Expanded endoscopic endonasal approach for resection of residual parasellar growth hormone-secreting pituitary adenoma in a patient with kissing internal carotid arteries: Technical nuances

Author:

Motiwala Mustafa12,Gimenez Patricio2,Baqai Muhammad Waqas Saeed2,Sajjad Jahangir2,Hasan Faisal3,Bradley Karin4,Evans Alison5,Williams Adam2,Bennett Warren6,Abhinav Kumar2

Affiliation:

1. Department of Neurosurgery, University of Tennessee Health Science Center, Memphis, United States

2. Department of Neurosurgery, Southmead Hospital, Bristol, United Kingdom

3. Department of Diabetes and Endocrinology, Southmead Hospital, Bristol, United Kingdom

4. Department of Endocrinology, University Hospitals Bristol and Weston NHS Foundation Trust, Bristol, United Kingdom

5. Department of Diabetes and Endocrinology, Cheltenham General Hospital, Cheltenham, United Kingdom

6. Department of Ear Nose and Throat, University Hospitals Bristol and Weston NHS Foundation Trust, Bristol, United Kingdom.

Abstract

Background: Growth hormone (GH)--secreting pituitary adenomas can be aggressive and difficult to manage.
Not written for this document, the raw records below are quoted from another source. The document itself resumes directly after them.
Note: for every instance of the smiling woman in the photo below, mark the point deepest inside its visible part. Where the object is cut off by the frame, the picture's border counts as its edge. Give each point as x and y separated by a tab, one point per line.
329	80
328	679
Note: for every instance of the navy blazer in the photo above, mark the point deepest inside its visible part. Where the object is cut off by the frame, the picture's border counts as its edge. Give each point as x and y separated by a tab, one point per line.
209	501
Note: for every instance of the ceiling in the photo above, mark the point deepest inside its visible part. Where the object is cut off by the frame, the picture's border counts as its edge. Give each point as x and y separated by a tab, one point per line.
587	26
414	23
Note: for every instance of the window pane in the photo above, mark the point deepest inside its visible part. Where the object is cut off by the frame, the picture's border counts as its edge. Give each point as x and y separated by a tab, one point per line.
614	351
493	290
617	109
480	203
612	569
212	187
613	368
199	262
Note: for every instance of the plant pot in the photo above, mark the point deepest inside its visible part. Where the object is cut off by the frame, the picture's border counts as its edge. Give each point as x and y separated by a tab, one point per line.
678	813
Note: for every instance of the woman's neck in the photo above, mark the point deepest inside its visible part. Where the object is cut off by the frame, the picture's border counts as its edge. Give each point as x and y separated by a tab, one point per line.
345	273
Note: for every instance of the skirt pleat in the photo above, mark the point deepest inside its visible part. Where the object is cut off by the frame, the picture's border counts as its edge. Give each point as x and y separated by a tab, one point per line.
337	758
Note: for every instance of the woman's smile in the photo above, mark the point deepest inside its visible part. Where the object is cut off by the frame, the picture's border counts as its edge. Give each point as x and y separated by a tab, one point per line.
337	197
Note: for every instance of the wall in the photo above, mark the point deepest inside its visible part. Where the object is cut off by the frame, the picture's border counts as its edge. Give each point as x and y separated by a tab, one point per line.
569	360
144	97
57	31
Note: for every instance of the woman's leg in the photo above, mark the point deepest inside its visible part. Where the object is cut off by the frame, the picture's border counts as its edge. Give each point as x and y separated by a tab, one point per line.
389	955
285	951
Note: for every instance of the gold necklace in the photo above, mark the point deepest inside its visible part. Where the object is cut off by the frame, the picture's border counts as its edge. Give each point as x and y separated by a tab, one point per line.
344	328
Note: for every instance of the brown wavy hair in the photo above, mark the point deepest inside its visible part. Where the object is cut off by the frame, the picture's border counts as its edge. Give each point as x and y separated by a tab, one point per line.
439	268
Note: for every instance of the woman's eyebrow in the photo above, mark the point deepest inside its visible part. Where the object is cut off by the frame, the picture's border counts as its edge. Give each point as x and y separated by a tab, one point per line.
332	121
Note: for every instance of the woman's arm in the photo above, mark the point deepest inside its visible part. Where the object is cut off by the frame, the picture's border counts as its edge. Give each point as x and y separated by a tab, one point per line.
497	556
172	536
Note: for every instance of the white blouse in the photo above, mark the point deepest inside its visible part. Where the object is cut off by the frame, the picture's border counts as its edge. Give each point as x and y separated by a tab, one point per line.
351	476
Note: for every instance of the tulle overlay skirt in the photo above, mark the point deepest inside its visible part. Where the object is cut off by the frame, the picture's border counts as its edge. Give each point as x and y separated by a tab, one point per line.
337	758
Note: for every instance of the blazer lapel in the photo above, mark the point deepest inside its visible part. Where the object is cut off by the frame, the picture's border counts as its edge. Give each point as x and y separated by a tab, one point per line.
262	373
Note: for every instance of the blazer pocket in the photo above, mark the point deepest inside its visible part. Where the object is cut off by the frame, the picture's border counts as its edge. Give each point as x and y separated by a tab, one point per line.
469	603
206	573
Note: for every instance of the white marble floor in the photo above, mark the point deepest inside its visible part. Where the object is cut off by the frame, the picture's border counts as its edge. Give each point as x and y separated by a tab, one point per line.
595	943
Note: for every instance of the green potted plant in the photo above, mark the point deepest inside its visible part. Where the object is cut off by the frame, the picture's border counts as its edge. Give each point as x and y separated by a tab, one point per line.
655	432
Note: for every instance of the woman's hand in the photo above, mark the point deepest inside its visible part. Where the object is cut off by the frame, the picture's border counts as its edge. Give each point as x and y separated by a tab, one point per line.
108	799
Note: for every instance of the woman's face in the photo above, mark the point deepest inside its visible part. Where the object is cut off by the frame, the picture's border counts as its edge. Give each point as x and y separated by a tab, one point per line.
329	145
Surgical resection for GH-secreting tumors remains the gold standard with increasing use of expanded endoscopic endonasal (EEA) techniques. Certain anatomical considerations make postsurgical biochemical remission challenging. Case Description: We describe the case of a 43-year-old male presenting with acromegaly after a lack of biochemical remission from a previous surgery. Resection of the residual tumor invading the retrogenu compartment of the cavernous sinus was challenging for several reasons: (a) its location adjacent to the right parasellar horizontal internal carotid artery (ICA) with involvement of the medial wall, (b) the large kissing bilateral ICAs reducing the intercarotid distance, and (c) potential scar tissue. EEA was undertaken with key surgical steps, including wide bilateral sphenoidotomies, right middle clinoidectomy to access the clinoidal ICA and the retrogenu compartment, identification of the top of the paraclival ICA by drilling across the sella floor, division of the sellar floor dura to increase the intercarotid distance and transcavernous mobilization of medial wall, and the tumor capsule away from the horizontal parasellar ICA and across to the diaphragm and pituitary gland. Postoperatively, biochemical remission was achieved with no new endocrine deficits. Conclusion: These surgical nuances permit biochemical remission in complex revisional cases with acromegaly.